Hükümet olayları küçümsemiş, gerekli önemleri almamıştır. Önlerinde devletin bendini görmeyen faşist grup, içine yöre halkıda katarak birikmiş nefret duygularını ve bilinç altına işlenmiş düşmanlıklarını göstermekteydiler. Cephe savaşı gibi savaşıyorlardı, ellerindeki silah üstünlükleri eşliğinde. Gerçek anlamda direniş ile karşılaşmayan bu nefret seli; önüne aldığını yutuyordu. Düşmanlık açık saldırıya dönüşmüştü, içlerinde biriktirdikleri nefret duygusu ve yıllardır devlet eli ile verilen eğitimin vermiş olduğu bilinç ile saldırıyorlardı. Aleviler ve solcular bu ülke topraklarından en azından bu şehrin topraklarından sökülüp atılmalıydı. Toplumun daha homojen olması için… Öyle sanılıyordu o zamanlar. Senaryo onlar öyle görmelerini emretmişti…
Senaryo kan ile yazılmıştı, yazılan senaryo uygulanmıştı. Kan aktı, hem de kayıtlara girmeyen kanlar. Ana karnında ki bebeği öldürecek kadar nefret duygusu ile gözü dönmüş katiller; önlerine geleni öldürmüş yağmalamıştı. Ölenler Aleviler ve solculardı. Ölenler ötekilerdi birileri için… O yüzden; davaları ve katilleri özel koruma eşliğinde gerçeklerin üzerleri teker teker örtüldü. Gerçek anlamda yüzleşme olmamıştı. Toplu davada idamlar çıktı, mahkumlar çıktı ama senaryo yazanlara ulaşılmamıştı. Katil olarak kurban olanlar gözle görülüyordu, gerçek katiller neredeydi, ne yapıyorlardı?

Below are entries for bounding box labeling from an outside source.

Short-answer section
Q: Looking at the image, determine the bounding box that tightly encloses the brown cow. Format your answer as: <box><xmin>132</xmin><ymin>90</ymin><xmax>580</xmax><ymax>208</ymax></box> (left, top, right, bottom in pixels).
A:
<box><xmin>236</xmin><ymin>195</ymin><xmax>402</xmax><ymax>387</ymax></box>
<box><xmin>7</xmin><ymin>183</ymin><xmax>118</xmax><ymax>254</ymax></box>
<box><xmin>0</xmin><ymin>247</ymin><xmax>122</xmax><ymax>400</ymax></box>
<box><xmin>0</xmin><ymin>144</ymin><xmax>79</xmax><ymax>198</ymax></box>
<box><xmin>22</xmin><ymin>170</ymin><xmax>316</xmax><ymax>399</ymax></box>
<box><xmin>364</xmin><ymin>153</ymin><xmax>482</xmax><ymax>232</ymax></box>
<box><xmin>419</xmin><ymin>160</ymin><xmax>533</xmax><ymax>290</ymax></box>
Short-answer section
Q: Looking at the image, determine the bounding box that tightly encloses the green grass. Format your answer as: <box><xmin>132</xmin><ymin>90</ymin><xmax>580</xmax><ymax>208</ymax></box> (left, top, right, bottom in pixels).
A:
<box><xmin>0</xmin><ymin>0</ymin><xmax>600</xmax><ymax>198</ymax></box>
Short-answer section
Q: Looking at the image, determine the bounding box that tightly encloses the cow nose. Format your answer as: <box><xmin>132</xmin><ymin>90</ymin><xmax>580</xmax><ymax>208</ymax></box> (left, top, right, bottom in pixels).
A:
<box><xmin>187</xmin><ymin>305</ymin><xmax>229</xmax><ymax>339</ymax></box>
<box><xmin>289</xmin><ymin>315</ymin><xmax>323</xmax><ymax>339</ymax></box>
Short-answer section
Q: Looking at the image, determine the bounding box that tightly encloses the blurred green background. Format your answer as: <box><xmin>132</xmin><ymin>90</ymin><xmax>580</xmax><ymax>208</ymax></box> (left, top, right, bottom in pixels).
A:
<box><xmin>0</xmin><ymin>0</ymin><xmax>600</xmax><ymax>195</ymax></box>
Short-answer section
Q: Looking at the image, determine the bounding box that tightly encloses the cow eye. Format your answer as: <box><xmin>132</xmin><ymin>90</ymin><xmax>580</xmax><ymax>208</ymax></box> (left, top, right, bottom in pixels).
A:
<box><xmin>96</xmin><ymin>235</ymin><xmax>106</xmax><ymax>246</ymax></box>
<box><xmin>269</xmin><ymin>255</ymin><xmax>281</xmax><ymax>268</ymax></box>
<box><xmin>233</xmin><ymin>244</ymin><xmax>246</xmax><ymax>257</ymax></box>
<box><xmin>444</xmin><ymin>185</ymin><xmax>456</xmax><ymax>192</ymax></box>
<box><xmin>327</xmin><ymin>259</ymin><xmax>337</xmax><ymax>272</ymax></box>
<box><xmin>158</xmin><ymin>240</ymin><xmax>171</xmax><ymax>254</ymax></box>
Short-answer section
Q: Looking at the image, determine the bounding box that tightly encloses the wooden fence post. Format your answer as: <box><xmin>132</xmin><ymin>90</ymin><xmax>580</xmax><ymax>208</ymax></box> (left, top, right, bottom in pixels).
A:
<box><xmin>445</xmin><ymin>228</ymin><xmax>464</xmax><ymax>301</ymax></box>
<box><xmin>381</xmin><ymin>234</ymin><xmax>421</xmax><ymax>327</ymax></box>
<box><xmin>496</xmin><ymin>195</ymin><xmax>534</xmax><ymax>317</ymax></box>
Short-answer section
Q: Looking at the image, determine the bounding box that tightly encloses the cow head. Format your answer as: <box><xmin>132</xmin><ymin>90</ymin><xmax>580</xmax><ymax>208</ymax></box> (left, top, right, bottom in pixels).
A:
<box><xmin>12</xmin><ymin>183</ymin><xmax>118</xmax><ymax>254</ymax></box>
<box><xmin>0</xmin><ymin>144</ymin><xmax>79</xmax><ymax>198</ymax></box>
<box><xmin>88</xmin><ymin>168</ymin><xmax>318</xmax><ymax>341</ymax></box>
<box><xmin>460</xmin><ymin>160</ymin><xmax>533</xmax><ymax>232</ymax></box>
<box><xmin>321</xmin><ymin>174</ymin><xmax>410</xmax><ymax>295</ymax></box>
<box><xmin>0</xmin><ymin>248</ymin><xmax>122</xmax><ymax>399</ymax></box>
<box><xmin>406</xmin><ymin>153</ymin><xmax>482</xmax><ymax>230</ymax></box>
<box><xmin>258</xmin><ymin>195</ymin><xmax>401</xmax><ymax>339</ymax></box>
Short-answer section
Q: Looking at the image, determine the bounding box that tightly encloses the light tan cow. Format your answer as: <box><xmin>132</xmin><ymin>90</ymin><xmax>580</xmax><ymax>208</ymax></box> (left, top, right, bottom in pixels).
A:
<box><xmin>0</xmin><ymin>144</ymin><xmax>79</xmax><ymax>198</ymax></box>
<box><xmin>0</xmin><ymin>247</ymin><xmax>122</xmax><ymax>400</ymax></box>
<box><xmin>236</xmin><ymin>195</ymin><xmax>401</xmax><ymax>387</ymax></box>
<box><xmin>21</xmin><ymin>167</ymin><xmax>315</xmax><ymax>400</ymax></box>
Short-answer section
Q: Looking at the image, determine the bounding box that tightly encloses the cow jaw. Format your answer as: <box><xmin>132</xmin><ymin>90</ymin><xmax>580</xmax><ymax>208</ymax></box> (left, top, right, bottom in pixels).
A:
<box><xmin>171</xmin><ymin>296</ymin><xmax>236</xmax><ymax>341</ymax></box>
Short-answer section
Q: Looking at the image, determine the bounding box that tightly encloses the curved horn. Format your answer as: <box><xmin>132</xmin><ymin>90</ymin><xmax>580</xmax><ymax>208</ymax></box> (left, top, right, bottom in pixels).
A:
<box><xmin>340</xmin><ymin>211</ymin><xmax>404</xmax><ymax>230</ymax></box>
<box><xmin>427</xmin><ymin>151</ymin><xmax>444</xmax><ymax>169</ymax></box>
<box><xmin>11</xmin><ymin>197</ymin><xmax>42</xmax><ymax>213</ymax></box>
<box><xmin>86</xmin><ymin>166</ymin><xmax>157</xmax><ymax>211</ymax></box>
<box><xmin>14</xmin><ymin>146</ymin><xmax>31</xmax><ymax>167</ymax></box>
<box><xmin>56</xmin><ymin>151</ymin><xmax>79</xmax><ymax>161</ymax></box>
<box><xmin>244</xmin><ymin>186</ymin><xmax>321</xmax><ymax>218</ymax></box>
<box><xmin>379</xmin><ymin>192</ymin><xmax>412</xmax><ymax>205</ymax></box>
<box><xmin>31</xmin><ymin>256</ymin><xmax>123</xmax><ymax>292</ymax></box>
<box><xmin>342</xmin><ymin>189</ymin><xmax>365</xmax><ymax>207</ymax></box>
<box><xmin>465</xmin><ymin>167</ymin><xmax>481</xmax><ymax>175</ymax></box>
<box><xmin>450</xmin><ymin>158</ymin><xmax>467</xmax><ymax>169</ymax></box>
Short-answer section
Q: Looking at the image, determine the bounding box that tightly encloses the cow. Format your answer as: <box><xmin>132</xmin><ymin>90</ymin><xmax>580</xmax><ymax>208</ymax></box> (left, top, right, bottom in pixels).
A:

Yıllar sonra, tam 32 yıl sonra aynı şehre, ölenleri anmak için gidenler aynı tepki ile karşılaştılar. Bayraklar elde, tekbir sesleri eşliğinde ölenleri anmaya izin vermek istemediler. Tekbir diye bağıran şimdiki delikanlısı, büyük olasılıkla ya babası ya da en yakını o olayda taraftı. (Katil olmuş kurbandı beklide)
Sosyologlar, sosyal psikologlar bu durumu dikkatlice incelemesi gereklidir, çünkü bu olayda da görüldüğü gibi; hiçbir olayın üstü örtülmüş değildir. Alev kor halinde yanmaya devam ediyor. Ermeni konusu ve diğer mübadeleler ile ilgili olaylara da bakarsanız, bugün sorunların arkasında yatan ortak duyguyu ve tepkiyi görebilirsiniz. Dedelerin yaptıklarından bugünkü kuşak neden sorumluluk duyar? Neden onların yaptıklarının üstünü örtmeye çalışırlar? Neden bu bilmedikleri ve görmedikleri insanlara düşmanlık duyarlar ve nefret duygularını beslerler?
Kapıların üzerine çarpı işareti konmuştu. Bugün kapılar üzerinde çarpı işareti konan yerler var mıdır? Yoksa beyinlere ve yasalar içine mi kondu?